How will we look back at this slice of our life? Will the world really completely change post-corona? Noone can say for sure! But one thing we can ensure is that when we are past this and we reflect on what we focused on, as individuals and as a social enterprise, we want to be able to remember that while we took care of ourselves and practiced social distancing, we operated from a place of love and community and we used our time and resources to help others too.
How would you pivot and what would you do differently in a post-corona world?
That’s such a critical question, isn’t it? At Polly HQ, we have known for some time that we need to find simpler and more tech-based ways of working with artisanal and small business partners – this was both to reduce our carbon footprint due to travel as well as shorten time to market for artisans. This crisis has only amplified how urgent this need is and gives our work a new focus.

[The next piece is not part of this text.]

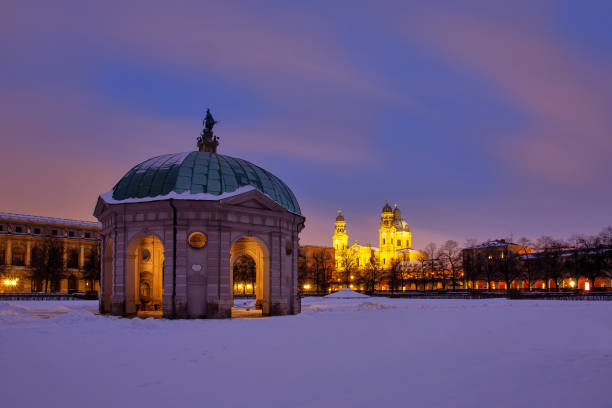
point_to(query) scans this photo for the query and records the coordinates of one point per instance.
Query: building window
(18, 256)
(73, 258)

The pandemic is also bringing to light so many things that are wrong with how we live and work now. Much has been said about how it is teaching us to slow down, to think of others and to finally get a sense of what sustainability really means. As a slow fashion, handcraft and artisan-based enterprise, these have always been Polly’s core values. We know that every day, ordinary choices, like choosing to buy handmade, small batch products from someone in a small business who relies on this income, can have an extraordinary impact on the world – both its environment and its people. The challenge for us is to take this moment and convert it into a movement! My hope is this crisis will mean that people will understand that “bigger is not better” and that “faster, not fewer” is no way to live. We must break old patterns and find new, more mindful ways of living and consuming.